Comment by Daniel_Friedrich on Seeking Survey Responses - Attitudes Towards AI risks · 2022-03-28T18:43:42.484Z · EA · GW

When coming up with a similar project,* I thought the first step should be to conduct exploratory interviews with EAs that would reveal their hypotheses about the psychological factors that may go into one's decision to take AI safety seriously. My guess would be that ideological orientation would explain the most variance.

*which I most likely won't realize (98 %) 
Edit: My project has been accepted for the CHERI summer research program, so I'll keep you posted!

Comment by Daniel_Friedrich on Prioritization Research for Advancing Wisdom and Intelligence · 2021-10-20T21:39:27.787Z · EA · GW

The core idea sounds very interesting: Increasing rationality likely has effects which can be generalized, therefore having a measure could help evaluate wider social outreach causes.

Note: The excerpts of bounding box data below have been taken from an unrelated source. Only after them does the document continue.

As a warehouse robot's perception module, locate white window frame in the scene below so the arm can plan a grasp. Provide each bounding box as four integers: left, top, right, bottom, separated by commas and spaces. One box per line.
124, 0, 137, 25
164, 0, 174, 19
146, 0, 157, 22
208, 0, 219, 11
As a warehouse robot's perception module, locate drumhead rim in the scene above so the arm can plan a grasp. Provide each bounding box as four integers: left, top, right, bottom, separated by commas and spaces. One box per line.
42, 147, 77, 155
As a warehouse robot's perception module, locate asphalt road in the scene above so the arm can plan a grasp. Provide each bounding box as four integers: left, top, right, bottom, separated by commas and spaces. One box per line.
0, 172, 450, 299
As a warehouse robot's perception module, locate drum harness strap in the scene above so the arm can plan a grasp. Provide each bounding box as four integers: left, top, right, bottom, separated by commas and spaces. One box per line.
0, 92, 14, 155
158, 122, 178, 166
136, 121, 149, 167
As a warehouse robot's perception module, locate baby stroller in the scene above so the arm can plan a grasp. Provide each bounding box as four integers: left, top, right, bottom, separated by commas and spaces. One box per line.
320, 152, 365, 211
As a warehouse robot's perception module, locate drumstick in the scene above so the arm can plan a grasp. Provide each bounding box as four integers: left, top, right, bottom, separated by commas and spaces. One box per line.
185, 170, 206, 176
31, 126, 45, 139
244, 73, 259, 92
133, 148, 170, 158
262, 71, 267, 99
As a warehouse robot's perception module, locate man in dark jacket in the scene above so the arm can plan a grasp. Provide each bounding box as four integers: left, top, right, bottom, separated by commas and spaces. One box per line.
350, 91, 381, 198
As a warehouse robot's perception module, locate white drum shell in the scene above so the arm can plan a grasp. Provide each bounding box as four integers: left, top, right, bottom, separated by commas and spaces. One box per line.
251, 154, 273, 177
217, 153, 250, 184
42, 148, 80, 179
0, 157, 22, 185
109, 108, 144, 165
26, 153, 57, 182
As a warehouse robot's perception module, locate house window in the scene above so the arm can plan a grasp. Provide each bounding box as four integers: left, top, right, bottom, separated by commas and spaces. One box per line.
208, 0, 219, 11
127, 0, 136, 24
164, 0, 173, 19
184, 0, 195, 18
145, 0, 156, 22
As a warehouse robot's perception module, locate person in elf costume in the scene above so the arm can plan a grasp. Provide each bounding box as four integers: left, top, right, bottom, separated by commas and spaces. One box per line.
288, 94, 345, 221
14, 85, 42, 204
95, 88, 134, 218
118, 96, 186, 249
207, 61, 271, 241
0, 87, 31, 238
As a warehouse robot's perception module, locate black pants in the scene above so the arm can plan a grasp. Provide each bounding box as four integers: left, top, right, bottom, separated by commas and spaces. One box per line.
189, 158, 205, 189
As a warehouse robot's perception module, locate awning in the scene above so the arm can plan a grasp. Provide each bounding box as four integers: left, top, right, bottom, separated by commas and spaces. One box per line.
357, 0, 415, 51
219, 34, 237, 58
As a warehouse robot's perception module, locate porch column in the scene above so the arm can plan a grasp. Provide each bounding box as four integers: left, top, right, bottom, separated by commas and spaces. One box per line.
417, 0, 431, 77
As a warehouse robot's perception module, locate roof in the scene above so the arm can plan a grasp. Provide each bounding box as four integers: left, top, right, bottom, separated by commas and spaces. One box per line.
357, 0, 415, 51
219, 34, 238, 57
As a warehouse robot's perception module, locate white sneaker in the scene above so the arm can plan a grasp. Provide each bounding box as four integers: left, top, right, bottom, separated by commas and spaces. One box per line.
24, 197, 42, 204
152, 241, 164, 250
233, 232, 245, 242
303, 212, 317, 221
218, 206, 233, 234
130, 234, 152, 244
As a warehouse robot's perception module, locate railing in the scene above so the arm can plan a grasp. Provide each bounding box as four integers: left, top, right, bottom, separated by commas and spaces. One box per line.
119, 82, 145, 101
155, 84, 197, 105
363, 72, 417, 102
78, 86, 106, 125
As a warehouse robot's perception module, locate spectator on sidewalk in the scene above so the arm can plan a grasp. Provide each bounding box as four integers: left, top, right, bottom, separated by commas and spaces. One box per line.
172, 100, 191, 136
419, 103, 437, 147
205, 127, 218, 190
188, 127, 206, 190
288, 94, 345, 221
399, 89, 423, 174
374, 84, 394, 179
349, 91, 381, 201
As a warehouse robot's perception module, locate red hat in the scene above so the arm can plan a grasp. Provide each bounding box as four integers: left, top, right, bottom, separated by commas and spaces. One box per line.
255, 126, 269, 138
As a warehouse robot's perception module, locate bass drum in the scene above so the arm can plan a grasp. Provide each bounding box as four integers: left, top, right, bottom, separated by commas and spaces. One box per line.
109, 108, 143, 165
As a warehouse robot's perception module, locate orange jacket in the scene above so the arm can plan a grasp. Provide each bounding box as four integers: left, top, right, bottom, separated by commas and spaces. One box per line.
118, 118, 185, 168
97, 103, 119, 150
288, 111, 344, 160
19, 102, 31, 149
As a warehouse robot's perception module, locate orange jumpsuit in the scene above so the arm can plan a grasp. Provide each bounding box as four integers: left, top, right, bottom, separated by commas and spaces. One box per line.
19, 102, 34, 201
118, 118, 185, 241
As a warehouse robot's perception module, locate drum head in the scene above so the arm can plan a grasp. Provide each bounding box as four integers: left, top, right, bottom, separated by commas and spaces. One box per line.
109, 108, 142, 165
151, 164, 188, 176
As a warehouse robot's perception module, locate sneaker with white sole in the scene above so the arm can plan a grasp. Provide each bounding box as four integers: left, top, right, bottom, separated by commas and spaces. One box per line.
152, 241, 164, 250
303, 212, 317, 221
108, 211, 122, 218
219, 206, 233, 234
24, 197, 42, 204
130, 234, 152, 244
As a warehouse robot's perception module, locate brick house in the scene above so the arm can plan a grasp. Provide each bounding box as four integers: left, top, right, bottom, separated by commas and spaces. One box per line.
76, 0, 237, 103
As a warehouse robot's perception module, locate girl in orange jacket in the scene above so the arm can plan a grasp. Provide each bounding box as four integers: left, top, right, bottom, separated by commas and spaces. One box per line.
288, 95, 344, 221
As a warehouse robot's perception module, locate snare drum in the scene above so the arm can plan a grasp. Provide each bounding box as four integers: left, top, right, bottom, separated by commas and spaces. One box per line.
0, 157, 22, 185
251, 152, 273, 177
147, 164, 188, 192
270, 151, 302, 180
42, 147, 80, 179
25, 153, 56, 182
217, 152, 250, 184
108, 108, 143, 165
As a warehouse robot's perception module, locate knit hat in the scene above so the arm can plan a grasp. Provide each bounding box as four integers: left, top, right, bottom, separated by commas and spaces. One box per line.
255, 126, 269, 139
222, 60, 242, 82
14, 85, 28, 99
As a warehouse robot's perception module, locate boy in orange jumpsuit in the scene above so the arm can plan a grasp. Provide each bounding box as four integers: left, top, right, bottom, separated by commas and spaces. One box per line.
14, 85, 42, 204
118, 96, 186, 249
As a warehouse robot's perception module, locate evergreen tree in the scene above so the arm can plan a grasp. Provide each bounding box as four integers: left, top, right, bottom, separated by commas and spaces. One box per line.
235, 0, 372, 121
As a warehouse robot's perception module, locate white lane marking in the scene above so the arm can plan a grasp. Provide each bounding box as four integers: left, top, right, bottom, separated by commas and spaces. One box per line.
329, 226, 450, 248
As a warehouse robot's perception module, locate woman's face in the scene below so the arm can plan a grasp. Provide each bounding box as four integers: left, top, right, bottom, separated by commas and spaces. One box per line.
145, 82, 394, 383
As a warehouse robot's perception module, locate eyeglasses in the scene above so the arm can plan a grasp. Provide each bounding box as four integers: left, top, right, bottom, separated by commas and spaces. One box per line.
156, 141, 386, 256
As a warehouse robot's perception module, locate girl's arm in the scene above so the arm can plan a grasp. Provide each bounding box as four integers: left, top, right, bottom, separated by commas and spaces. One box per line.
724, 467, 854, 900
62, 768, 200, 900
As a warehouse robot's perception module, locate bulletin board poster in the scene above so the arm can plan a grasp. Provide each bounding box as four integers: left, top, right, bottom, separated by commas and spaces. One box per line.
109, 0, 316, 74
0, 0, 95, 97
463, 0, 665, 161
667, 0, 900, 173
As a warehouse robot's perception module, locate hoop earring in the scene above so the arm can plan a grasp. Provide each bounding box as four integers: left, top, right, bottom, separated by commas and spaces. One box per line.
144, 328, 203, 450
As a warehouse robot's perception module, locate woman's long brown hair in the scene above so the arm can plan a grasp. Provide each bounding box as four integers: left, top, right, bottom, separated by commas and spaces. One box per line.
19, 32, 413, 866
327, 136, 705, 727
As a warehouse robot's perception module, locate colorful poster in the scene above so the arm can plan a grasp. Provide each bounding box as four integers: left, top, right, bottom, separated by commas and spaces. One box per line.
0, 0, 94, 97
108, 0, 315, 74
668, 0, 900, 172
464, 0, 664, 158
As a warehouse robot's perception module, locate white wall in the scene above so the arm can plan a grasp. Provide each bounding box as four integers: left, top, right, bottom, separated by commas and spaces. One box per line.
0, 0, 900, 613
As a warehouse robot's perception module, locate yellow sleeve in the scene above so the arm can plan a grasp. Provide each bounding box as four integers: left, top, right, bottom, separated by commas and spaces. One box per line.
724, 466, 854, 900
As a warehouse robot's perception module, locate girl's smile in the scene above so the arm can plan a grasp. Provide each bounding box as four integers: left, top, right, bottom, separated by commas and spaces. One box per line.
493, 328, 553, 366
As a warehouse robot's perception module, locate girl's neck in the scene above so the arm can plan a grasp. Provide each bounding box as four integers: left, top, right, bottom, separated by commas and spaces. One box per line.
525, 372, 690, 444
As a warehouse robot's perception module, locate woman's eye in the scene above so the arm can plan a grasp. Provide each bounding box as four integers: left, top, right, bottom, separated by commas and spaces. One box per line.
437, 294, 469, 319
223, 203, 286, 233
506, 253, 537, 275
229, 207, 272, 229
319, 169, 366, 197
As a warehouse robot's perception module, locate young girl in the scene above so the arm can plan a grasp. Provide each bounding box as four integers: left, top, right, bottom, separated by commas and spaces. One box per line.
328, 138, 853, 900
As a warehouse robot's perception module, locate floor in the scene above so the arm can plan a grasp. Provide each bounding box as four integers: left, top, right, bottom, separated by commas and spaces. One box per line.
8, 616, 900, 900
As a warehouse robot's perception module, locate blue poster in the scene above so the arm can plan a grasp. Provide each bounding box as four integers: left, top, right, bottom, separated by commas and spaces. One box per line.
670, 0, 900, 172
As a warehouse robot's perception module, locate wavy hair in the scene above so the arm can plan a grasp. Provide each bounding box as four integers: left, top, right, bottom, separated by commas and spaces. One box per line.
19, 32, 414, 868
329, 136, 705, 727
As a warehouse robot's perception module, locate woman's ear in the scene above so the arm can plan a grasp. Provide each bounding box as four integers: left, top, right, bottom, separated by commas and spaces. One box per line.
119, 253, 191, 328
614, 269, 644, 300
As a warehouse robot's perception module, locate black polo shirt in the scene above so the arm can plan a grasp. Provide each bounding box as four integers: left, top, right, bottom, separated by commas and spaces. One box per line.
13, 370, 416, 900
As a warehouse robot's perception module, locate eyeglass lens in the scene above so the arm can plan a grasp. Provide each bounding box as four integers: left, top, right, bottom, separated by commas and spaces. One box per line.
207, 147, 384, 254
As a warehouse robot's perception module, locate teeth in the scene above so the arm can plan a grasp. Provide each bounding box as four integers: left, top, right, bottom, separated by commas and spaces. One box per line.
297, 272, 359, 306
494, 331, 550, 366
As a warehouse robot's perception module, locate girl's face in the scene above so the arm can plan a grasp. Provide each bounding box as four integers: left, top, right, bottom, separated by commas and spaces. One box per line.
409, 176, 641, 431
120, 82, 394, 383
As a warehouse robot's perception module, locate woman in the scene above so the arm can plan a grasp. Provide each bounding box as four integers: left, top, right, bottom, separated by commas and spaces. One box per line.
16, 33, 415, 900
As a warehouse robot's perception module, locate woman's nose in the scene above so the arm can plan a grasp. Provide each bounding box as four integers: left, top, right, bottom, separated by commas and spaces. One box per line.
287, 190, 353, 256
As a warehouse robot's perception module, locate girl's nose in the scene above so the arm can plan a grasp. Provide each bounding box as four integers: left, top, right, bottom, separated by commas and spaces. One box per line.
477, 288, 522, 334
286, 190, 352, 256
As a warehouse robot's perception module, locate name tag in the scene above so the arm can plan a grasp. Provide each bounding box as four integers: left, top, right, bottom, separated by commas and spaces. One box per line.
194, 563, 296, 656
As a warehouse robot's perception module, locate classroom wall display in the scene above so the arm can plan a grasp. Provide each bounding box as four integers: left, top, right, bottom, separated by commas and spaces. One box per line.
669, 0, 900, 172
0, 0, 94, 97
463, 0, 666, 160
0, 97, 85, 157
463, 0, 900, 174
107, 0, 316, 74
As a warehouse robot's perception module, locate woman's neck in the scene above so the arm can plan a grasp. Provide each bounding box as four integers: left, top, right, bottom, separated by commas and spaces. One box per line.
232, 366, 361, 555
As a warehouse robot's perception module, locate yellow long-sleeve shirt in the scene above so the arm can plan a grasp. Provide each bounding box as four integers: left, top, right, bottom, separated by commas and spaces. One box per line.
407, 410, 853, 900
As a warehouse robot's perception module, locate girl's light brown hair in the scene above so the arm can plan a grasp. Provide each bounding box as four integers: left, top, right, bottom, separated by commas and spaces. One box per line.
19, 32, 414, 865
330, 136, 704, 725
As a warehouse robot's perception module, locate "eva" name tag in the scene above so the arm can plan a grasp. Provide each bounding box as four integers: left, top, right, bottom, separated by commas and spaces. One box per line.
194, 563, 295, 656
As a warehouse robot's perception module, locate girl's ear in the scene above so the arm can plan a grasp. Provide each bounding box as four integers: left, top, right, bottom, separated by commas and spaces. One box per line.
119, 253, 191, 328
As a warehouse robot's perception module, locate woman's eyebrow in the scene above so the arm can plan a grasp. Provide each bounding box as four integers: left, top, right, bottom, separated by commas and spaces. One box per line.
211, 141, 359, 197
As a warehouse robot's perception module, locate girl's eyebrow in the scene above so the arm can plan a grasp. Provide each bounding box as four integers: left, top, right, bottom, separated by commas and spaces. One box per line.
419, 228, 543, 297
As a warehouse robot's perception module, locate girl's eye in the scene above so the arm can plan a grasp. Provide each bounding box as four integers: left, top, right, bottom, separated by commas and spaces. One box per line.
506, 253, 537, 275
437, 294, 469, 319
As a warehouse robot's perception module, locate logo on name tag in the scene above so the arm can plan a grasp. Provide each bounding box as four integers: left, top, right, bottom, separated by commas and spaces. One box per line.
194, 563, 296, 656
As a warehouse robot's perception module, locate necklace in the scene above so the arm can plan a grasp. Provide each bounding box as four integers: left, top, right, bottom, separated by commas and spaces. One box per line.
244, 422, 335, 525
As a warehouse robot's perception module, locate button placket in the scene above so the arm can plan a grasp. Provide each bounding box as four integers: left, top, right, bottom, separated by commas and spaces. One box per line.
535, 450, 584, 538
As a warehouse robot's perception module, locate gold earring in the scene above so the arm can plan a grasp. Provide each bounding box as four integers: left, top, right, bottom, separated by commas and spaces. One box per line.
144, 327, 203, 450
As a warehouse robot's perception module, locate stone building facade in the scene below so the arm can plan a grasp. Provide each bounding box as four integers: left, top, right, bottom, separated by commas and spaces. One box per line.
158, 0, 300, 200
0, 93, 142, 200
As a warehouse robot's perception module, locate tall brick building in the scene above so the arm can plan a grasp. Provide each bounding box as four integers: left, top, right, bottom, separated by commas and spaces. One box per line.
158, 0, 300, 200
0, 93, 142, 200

Defining intelligence could be an AI-complete problem, but I think the problem is complicated enough as a simple factor analysis (i. e. even without knowing what we're talking about :). I think estimating impact once we know the increase in any measure of rationality is the easier part of the problem - for ex. knowing how much promoting long-termist thinking increases support for AI regulation, we're only a few steps from getting the QALY. The harder part for people starting out in social outreach might be to estimate how much people they can get on board of thinking more long-termistically with their specific intervention.
So I think it might be very useful to put together a list of all attempts to calculate the impact of various social outreach strategies for anyone who's considering a new one to be able to find some reference points because the hardest estimates here also seem to be the most important (e. g. the probability Robert Wright would decrease oversuspicion between powers). My intuition tells me differences in attitudes are something intuition could predict quite well, so the wisdom of the crowd could work well here.
The best source I found when I tried to search whether someone tried to put  changing society into numbers recently is this article by The Sentience Institute.
 

Also, this post adds some evidence based intervention suggestions to your list.

Comment by Daniel_Friedrich on AMA: Jason Brennan, author of "Against Democracy" and creator of a Georgetown course on EA · 2021-08-18T14:16:13.781Z · EA · GW

What can an EA academic do to improve the incentives in the research side of academia? To help reward quality or even positive impact?